Au début de l’année, dès les premiers cours, je dis aux élèves de se méfier de moi, ce qui les étonne puisqu’en général mes collègues cherchent à gagner leur confiance, ne serait-ce qu’en leur disant que leurs élèves par le passé ont eu de bons résultats au bac ou aux concours. Ce que je veux, en fait, c’est qu’ils ne me croient pas sur parole et qu’ils m’obligent à rendre compte du sens de ce que je dis et qu’ils fassent de même avec eux-mêmes. Ils doivent comprendre et admettre que tout discours est partiel, partial et toujours orienté et que personne n’a la vérité universelle, valable pour tous. Ils doivent donc situer le point de vue de celui qui parle et se situer par rapport à lui. Ils doivent, d’autre part, se méfier de moi parce que sans le vouloir et sans m’en rendre compte, je chercherai à les influencer, à les endoctriner, à les convertir. C’est leur liberté qui est en jeu! 

Conditions de travail 

Je dois assurer 21 heures de cours avec des élèves très différents. 

Je travaille tous les jours sauf le mercredi et le samedi, ce qui me fait de grosses journées. 

Ceux qui n’ont jamais enseigné penseront peut-être que j’exagère mais faire cours exige une grande tension nerveuse pour maîtriser, à la fois, ce que l’on dit et le groupe auquel on a affaire. 
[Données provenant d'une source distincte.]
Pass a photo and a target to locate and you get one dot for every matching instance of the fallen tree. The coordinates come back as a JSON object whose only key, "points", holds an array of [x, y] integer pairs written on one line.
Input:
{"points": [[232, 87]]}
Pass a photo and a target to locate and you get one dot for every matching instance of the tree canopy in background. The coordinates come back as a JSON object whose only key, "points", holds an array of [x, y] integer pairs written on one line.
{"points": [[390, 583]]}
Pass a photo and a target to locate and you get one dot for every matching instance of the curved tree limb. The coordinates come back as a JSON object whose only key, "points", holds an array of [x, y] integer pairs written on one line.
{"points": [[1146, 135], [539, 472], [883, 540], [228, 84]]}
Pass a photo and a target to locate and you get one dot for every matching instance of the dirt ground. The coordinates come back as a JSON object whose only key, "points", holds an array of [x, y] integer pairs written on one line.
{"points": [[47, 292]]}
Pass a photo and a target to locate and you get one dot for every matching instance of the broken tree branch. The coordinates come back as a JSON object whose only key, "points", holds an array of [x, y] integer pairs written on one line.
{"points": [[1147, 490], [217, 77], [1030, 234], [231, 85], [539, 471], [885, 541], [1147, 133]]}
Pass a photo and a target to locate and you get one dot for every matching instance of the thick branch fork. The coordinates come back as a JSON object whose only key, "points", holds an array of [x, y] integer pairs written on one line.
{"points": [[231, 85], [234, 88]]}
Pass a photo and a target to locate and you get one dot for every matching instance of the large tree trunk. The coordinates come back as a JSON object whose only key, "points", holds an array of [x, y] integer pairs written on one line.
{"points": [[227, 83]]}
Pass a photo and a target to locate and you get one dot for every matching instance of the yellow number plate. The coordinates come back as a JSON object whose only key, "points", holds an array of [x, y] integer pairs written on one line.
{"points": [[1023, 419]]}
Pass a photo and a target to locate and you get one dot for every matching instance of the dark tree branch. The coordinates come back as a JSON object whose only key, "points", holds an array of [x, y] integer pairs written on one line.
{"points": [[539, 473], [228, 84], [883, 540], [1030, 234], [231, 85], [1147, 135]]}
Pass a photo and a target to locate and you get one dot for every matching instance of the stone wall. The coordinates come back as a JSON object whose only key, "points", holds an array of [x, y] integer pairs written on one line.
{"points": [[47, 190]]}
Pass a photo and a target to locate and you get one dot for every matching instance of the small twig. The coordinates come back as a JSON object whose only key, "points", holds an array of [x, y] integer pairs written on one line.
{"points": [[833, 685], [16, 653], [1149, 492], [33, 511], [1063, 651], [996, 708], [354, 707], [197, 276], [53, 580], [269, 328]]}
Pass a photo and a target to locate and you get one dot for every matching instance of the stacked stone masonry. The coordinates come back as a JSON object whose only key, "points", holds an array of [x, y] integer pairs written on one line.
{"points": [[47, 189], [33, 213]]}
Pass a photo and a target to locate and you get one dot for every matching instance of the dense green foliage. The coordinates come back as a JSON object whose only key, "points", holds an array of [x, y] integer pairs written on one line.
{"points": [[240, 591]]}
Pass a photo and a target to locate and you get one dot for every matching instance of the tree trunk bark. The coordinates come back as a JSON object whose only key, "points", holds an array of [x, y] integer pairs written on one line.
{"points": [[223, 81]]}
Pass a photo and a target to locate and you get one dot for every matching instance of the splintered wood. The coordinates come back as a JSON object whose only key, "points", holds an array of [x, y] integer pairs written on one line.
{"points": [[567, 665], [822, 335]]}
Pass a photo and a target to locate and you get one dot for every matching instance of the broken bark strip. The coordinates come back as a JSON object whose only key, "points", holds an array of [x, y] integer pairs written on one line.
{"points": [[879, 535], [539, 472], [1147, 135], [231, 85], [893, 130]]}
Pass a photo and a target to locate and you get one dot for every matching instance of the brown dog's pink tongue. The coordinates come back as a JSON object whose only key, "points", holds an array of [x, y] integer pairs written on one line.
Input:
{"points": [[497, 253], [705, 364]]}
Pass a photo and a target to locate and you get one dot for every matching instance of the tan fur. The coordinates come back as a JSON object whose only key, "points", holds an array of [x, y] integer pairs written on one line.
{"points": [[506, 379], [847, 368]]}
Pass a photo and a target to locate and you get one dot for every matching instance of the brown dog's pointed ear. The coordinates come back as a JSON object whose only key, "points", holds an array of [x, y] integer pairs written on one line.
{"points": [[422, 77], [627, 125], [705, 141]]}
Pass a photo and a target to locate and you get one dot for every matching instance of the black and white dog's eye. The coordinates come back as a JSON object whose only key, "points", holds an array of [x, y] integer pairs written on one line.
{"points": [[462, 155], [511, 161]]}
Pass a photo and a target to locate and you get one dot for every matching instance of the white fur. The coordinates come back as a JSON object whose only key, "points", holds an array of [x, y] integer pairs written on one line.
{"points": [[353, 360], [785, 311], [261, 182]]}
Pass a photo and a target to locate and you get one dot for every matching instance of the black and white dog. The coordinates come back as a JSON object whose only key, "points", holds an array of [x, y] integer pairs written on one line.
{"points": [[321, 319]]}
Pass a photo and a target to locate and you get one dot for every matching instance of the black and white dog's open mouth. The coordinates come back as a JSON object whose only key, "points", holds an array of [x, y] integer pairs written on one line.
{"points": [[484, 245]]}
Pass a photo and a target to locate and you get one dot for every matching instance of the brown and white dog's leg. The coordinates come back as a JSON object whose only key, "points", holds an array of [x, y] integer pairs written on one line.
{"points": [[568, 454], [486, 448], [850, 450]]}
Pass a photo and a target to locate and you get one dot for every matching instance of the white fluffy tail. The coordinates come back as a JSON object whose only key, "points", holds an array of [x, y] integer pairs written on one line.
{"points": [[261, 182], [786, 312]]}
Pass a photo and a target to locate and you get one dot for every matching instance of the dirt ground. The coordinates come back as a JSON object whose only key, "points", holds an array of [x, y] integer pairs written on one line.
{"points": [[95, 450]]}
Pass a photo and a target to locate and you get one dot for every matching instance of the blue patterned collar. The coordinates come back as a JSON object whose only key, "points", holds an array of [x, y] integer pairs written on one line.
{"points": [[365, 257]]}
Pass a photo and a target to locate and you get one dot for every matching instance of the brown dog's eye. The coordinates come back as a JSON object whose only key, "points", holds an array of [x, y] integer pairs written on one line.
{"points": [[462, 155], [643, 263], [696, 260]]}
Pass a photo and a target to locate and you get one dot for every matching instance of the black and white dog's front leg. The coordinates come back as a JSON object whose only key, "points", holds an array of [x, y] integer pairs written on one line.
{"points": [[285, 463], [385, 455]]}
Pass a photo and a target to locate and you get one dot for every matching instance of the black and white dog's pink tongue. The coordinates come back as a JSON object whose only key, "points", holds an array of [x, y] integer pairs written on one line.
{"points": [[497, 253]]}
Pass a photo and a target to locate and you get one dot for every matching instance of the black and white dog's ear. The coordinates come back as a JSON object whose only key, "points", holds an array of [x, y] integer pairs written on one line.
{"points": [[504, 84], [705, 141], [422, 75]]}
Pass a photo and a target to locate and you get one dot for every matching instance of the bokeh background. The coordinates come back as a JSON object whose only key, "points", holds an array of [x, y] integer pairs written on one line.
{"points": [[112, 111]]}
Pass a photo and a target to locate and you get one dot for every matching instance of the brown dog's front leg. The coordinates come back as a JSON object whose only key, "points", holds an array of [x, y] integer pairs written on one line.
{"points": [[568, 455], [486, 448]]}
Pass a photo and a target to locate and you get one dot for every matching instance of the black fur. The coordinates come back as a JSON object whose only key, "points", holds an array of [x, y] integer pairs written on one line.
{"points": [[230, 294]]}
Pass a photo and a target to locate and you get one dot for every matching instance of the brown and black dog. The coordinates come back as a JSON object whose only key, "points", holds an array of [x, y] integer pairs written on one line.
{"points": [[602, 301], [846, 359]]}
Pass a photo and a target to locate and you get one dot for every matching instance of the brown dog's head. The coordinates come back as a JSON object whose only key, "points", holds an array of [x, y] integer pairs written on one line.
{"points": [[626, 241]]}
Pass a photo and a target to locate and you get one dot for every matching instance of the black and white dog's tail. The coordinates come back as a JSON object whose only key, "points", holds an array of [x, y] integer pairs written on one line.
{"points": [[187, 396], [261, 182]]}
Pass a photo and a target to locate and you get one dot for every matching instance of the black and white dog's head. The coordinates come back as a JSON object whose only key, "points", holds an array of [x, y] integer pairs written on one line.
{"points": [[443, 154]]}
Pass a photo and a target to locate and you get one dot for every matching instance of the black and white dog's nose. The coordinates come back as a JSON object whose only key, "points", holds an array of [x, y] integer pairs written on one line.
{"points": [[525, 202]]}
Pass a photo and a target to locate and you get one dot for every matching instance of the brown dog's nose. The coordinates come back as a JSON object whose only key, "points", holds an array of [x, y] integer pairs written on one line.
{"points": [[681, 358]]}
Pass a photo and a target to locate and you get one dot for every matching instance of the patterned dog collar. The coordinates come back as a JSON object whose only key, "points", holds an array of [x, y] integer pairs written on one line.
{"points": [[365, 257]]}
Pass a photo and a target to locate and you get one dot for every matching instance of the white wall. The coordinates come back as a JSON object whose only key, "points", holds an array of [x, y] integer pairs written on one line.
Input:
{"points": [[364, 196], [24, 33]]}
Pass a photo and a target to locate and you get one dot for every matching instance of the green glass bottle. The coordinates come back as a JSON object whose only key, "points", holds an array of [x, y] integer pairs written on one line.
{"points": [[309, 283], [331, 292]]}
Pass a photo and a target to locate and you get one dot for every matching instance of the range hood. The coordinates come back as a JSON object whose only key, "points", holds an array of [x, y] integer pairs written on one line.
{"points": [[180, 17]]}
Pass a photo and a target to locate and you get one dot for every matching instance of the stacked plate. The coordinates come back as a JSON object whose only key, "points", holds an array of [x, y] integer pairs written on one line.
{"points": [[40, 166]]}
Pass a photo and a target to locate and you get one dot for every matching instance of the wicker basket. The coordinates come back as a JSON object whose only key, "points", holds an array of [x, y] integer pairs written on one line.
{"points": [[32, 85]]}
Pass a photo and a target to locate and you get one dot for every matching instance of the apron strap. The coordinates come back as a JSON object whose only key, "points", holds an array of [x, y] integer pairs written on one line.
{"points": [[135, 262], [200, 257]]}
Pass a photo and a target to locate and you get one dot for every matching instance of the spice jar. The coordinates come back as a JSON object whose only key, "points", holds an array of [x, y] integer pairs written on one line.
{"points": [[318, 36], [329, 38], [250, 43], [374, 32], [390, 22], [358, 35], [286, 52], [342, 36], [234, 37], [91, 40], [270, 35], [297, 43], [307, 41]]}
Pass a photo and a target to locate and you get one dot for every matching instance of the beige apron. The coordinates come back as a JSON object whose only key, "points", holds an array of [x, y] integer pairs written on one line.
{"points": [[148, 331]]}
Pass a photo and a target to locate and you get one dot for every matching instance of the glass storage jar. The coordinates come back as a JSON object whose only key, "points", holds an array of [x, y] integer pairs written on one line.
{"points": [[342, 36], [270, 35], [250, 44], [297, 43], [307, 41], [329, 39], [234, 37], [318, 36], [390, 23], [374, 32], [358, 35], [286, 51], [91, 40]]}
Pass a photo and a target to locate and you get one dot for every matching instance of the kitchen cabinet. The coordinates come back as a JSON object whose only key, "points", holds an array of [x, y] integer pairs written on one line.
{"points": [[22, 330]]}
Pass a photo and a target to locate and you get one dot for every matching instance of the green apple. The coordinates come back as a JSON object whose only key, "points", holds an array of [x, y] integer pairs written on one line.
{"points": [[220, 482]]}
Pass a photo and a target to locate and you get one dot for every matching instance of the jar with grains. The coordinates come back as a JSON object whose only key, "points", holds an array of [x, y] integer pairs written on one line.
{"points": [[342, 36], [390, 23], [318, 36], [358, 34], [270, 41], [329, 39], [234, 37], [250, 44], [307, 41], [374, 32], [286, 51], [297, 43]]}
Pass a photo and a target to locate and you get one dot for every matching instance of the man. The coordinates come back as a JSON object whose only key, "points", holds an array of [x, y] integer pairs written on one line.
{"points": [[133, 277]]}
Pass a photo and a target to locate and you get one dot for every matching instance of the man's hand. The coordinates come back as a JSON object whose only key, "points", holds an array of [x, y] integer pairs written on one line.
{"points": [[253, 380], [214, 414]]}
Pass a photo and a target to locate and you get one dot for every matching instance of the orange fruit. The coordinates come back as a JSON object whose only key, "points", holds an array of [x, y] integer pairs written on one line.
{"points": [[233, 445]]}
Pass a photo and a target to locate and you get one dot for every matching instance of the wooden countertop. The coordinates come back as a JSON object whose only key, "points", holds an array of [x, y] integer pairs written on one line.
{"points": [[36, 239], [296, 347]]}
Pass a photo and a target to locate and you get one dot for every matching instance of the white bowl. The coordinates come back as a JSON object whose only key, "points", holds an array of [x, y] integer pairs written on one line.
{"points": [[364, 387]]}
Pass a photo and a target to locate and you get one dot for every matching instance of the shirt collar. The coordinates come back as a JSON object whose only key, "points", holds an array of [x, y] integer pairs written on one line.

Avoir 180 élèves signifie, d’autre part, récupérer régulièrement (toutes les 5 semaines) 180 copies c’est-à-dire 60 heures de travail à la maison. Il faut aussi trouver du temps pour préparer les cours. 

Lieu 

Je travaille dans un lycée de 1200 élèves. J’ai 152 élèves en terminales et 28 en classes préparatoires. 

J’ai 120 collègues enseignants et 60 collègues non enseignants. Et forcément je ne connais pas tout le monde. 

Le lycée est situé centre-ville près du quartier arabe et ça me plaît bien. 

À l’intérieur des murs, il y a un petit parc.